Senin, 04 Maret 2019

Malapetaka Politik Akibat Runtuhnya Khilafah

Malapetaka Politik Akibat Runtuhnya Khilafah

©KH. Shiddiq Al Jawi

Setelah hancurnya Khilafah, berbagai malapetaka politik menimpa umat Islam. Yang paling penting adalah : (1) diterapkannya sistem demokrasi, (2) terpecahbelahnya negeri-negeri muslim berdasar nasionalisme, (3), para penguasa negeri-negeri Islam didikte oleh negara-negara imperialis-kapitalis, (4) kekuatan militer di negeri-negeri Islam tunduk kepada kepentingan negara-negara imperialis-kapitalis, (5) berdirinya negara Israel di tanah rampasan milik umat Islam.
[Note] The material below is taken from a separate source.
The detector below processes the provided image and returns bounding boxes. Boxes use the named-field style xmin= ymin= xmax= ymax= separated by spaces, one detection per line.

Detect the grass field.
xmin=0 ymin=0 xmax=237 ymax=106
Pertama, Penerapan demokrasi yang memberikan hak membuat hukum kepada manusia, bukan kepada Allah.
Demokrasi adalah format sistem politik standar dalam idideologi kapitalisme, yang dipraktikkan dalam bentuk sistem pemerintahan republik. Ketika kehidupan mengalami sekularisasi, yakni agama tidak lagi mengatur berbagai urusan kehidupan, maka konsekuensinya manusia itu sendirilah yang membuat aturan kehidupan, bukan Tuhan (agama). Dari sinilah lahir demokrasi, yang memberikan kewenangan menetapkan hukum kepada manusia, bukan kepada Tuhan. Inilah makna hakiki dari prinsip kedaulatan (soreignty/as siyadah) di tangan rakyat.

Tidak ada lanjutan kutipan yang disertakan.